Bonum Certa Men Certa

Apple's Shameless Privacy Lies: The Fiction of Apple as the Very Opposite of What It Does

What a lovely company... it does photo ops like the Gates Foundation does.

Apple Foxconn photo op
"A photo op (sometimes written as photo opp), short for photograph opportunity (photo opportunity), is an arranged opportunity to take a photograph of a politician, a celebrity, or a notable event. [...] The term has acquired a negative connotation, referring to a carefully planned pseudo-event, often masqueraded as news. It is associated with politicians who perform tasks such as planting trees, picking up litter, and visiting senior citizens, often during election cycles, with the intent of photographers catching the events on film, generating positive publicity." -Wikipedia



Summary: Apple is staging events and manufacturing misleading media reports that help portray Apple, a PRISM company, as a proponent of privacy

TRUTH be said, Apple has been cooling down its patent war against Android in recent years, so we don't write about Apple as much as we used to. Apple's main remaining battle now is against Samsung because Apple wants bans, extortion money, or both.

As I spend a lot of my weekends reading about privacy and security I was disturbed to see Tim Cook framed in the media (literally hundreds of articles) as fighting for people's privacy when it fact it was him, after Steve Jobs had died, who added Apple to PRISM (Microsoft was the first to join -- if not help create -- PRISM). Last week and the week before that Cook presented himself and Apple as the anti-NSA (like Antichrist) when the fact of the matter is, this couldn't be further from the truth. I ranted about this in 'social' media sites and maybe now is a good time to also write a short article about it. There is nothing more comical than seeing an Apple CEO 'confronting' Michael Rogers; it's like a bogus, staged debate.

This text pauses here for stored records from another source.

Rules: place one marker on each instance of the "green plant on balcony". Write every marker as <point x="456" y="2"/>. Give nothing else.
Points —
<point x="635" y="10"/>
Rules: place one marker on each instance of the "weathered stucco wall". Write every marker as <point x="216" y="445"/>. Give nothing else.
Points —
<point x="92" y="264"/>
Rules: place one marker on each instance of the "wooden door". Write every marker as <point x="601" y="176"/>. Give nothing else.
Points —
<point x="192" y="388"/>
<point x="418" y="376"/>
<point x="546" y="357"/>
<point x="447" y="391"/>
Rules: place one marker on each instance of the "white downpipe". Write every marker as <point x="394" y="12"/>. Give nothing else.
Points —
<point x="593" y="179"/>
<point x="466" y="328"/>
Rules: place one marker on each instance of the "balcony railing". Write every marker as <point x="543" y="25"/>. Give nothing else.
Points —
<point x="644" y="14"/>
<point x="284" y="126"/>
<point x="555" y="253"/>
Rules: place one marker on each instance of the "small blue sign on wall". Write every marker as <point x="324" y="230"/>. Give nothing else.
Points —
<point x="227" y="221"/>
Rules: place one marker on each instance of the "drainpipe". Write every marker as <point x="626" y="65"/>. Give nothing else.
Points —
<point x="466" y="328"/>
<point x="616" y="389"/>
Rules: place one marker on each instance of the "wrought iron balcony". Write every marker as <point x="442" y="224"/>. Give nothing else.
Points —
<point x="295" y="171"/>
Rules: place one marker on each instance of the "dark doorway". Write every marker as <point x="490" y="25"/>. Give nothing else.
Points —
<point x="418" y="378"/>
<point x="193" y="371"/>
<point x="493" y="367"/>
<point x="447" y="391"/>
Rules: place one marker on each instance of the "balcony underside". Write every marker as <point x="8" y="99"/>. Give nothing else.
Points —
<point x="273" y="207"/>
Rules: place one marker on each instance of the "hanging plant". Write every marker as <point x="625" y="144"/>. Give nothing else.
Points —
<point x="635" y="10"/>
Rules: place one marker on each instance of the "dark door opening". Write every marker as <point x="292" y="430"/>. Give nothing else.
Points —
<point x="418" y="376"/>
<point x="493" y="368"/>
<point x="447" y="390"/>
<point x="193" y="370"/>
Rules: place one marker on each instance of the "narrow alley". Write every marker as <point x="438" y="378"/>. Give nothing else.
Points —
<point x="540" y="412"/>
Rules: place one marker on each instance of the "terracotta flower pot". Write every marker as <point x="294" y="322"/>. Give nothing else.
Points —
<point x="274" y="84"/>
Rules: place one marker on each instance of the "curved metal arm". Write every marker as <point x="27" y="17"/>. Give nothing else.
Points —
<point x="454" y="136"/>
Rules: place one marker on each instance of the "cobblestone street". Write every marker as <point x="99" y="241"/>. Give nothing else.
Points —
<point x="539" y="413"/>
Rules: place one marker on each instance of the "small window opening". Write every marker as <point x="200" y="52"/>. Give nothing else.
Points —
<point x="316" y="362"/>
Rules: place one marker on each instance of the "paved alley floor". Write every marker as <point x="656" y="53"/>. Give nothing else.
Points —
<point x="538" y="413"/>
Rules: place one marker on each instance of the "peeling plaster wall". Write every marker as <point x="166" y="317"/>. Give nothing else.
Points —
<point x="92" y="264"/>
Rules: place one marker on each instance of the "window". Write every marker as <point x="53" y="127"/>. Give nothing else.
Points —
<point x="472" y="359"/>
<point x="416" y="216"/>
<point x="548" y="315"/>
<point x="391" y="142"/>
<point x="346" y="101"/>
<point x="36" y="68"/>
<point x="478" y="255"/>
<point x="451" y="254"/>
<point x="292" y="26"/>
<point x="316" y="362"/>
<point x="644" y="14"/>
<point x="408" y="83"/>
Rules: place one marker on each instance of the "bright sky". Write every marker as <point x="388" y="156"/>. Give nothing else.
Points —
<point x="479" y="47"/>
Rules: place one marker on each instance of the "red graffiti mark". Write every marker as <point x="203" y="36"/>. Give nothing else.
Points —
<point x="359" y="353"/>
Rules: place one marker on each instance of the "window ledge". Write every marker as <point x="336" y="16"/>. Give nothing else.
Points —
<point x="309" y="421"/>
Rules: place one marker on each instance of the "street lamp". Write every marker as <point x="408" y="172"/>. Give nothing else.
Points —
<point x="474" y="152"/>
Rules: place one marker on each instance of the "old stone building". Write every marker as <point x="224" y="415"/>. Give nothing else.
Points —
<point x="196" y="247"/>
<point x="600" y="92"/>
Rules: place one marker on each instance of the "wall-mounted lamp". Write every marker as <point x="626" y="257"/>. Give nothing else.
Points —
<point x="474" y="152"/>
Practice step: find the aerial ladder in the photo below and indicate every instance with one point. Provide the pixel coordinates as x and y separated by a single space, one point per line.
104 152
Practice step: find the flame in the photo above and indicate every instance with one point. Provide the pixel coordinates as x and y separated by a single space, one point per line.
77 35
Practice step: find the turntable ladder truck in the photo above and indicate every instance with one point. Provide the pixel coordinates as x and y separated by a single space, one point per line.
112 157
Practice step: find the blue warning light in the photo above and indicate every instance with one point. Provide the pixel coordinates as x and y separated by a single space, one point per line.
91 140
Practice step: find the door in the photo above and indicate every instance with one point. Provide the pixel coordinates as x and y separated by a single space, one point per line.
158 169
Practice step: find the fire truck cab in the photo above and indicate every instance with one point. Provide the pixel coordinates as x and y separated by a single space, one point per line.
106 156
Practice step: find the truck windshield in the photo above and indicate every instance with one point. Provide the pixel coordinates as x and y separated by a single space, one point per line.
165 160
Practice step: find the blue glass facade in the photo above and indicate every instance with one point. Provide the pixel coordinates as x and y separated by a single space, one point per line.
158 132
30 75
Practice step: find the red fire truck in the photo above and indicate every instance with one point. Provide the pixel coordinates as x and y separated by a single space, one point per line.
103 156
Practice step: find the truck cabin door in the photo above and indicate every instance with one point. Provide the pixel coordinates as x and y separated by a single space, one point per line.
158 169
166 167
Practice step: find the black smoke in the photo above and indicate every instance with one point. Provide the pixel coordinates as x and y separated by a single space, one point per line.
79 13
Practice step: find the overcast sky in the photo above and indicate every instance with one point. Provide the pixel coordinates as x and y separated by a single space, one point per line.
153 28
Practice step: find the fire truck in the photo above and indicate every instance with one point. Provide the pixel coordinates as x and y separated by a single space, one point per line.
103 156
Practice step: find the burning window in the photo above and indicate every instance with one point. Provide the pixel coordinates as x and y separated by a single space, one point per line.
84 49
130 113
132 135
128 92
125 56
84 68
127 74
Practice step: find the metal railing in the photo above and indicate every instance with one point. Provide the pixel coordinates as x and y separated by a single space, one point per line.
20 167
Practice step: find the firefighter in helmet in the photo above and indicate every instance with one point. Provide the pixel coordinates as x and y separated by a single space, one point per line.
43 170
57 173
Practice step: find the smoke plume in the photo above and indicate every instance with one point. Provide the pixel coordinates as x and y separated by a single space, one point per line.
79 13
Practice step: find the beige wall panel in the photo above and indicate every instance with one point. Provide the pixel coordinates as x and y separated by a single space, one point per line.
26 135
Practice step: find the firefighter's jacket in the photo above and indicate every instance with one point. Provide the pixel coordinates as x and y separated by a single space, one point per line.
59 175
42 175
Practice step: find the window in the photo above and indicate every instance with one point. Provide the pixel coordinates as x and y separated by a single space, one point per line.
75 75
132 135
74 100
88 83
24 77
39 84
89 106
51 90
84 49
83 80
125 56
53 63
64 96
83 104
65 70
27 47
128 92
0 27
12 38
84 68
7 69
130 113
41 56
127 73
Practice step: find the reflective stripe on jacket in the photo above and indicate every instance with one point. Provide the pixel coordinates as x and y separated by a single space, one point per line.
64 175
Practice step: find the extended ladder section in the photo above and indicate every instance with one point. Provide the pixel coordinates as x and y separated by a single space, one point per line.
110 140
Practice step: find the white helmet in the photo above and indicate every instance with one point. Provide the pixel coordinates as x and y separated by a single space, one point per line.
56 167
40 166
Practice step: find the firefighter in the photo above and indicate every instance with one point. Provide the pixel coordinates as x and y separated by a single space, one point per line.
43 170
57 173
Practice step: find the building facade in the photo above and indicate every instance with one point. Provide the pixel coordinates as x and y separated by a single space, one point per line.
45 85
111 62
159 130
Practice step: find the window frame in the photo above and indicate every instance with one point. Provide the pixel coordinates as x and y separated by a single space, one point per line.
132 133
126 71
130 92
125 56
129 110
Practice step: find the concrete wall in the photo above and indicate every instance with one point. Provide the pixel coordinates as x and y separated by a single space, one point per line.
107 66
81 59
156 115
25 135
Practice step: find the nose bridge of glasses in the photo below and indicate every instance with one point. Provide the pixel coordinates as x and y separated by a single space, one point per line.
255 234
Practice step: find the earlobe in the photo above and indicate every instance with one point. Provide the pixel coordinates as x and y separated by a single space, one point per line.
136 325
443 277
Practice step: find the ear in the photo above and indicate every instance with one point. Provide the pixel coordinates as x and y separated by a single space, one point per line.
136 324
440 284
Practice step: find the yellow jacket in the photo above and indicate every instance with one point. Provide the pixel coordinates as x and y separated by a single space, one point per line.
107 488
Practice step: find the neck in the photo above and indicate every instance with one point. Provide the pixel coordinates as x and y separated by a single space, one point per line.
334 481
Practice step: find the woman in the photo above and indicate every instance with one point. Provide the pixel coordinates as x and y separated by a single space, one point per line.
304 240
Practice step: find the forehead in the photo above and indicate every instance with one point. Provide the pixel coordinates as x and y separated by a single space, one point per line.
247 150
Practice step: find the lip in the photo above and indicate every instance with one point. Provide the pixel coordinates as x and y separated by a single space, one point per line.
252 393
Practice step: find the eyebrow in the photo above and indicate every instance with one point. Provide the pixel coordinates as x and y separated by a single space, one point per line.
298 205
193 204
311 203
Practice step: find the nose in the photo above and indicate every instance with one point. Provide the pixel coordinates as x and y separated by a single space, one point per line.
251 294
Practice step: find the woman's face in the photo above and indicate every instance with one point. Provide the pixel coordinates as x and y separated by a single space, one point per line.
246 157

The NSA asked for (and got) front doors in proprietary operating systems like Vista 10 and Mac OS X, which according to the latest news [1] is full of holes.

Michael S. Rogers "I don’t want a back door. I want a front door." -- Director of the National Security Agency (NSA), April 2015



BBC, a proponent of proprietary software and the "Mac versus PC" false dichotomy, has published this bizarre article which serves Apple's promotional narrative and says: "Ordering Apple to access data against its will would be akin to making a reluctant drug company carry out a lethal injection, a US judge has said."

Actually, this is a bogus analogy because Apple already gives the NSA access to its data and has done this for years, not because of pressure but because it hadn't yet been found out by the public, hence the negative publicity (or "blowback") wasn't great enough. Right now Apple wants people to view itself as friendly to pregnant women (like the ones in China whom it 'protects' with suicide nets?) and a staunch support of privacy. Don't believe this for even one second.

Proprietary operating systems such as Mac OS X and iOS have a lot of back doors, which Apple sometimes chooses to call "diagnostics". By all means, the fiction of Apple as caring about privacy is just fiction. We need to antagonise it, or else people who really need privacy (whistleblowers for instance) will get in serious trouble. Earlier this week my sister in law in Singapore, who uses an iPhone, was mortified to learn that she was being spied on via her phone.

Related/contextual items from the news:


  1. Mac OS X applications are leading the PC vulnerability war
    GENTLEMEN ADJUST YOUR PC threat league tables. Apple has usurped Oracle as the top blight, according to security firm Secunia.

    The picture is bleak across the board, and the firm found that a huge whack of PCs are are running old, beleaguered, unpatched and end-of-life versions of software. This presents a problem to the user and computers in general.